I'm a big believer in having fun and enjoying life. After I watched my best friend die in her early 40s, I reassessed my need to defer my gratification so that I'd have "enough" for the future. The future became a much more uncertain thing. But I was still a grown-up and that meant understanding the consequences of my decisions.


When I moved into the house I live in now, the place needed to be painted and it desperately needed new flooring.  I only had the money to paint. Sure, I could put the new floors I wanted in my house on credit and get it paid off in two years. That's what a line of credit is for, right?

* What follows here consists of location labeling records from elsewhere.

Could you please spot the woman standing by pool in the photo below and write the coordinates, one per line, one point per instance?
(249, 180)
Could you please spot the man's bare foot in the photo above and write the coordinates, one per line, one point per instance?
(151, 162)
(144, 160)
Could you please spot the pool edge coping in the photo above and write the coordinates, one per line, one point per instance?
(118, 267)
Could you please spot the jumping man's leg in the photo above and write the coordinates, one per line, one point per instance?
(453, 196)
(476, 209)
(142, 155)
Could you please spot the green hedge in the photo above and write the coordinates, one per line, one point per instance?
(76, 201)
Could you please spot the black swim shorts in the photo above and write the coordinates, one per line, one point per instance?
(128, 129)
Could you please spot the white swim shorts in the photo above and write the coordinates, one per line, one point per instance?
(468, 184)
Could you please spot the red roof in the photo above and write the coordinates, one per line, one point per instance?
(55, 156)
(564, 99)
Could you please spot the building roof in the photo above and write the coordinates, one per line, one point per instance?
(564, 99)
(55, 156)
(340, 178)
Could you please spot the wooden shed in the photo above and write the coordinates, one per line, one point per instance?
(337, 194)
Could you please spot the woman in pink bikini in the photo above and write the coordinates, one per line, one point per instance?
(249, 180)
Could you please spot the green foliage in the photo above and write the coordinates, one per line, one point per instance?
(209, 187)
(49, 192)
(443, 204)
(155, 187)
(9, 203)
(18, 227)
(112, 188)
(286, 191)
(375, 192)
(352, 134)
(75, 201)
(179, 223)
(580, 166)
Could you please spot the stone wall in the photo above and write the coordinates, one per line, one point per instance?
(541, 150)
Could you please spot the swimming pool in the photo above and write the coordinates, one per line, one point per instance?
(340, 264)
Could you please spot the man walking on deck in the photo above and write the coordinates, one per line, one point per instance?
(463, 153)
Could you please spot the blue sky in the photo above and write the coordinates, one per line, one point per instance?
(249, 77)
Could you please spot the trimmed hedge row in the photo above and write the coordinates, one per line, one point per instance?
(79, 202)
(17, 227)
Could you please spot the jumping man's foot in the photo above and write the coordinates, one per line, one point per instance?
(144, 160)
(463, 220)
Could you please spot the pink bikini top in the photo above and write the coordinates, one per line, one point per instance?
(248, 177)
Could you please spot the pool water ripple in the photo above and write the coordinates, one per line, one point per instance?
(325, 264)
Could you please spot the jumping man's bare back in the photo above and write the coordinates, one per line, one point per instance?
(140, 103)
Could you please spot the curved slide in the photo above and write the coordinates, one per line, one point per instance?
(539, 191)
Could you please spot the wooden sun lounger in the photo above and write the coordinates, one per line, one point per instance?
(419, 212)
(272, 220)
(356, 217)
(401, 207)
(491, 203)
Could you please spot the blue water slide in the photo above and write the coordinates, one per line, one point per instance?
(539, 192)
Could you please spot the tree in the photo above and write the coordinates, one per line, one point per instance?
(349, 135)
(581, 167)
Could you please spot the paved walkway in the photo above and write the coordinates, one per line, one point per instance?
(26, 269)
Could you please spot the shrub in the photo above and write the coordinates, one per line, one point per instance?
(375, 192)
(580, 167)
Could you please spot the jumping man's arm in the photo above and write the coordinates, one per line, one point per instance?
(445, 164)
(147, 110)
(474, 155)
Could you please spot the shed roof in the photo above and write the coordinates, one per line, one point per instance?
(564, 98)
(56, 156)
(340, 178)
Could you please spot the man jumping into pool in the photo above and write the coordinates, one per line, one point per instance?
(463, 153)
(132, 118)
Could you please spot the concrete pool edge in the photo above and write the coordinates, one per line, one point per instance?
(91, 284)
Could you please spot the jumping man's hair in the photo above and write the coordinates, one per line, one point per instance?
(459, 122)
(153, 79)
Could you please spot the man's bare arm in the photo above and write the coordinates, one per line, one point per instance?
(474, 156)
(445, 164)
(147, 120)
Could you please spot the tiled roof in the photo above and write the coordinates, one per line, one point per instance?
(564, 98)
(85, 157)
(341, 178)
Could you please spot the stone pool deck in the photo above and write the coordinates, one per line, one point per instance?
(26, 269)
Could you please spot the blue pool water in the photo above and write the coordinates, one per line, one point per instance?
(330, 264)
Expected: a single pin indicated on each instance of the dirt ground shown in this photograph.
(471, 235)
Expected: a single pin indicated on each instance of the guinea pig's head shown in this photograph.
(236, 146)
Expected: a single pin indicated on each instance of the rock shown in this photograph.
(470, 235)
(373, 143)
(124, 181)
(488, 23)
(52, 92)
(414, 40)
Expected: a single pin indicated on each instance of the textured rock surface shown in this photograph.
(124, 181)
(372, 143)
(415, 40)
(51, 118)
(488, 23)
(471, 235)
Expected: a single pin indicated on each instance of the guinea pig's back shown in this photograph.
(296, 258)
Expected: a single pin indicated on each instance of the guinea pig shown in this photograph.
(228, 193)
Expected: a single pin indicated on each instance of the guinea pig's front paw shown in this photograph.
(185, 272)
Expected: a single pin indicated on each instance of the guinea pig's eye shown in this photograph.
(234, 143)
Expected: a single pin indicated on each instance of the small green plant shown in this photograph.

But what if my contract didn't get renewed and I was out of work with a line of credit to pay on top of my regular expenses? How much would I love my new floors then? And how would I feel if I couldn't help Alex at university because I was paying off new floors?


I lived with my nasty carpeting and curling vinyl for 2 years until I'd saved the money to do the floors. When the floors were done this summer, they were paid for in full, no interest costs, no worries.


That's what adults do: they look at the upsides and the downsides and assess logically the best way to deal with a situation. And let's not confuse "logical" with "intelligent." I meet plenty of folks who are smart enough to know better but end up making irrational decisions because they use their "smarts" to justify an action that's far from logical.


If you're scratching your consumer itch with credit, it's because you're still in child mode, no ifs, ands or buts. Grow up!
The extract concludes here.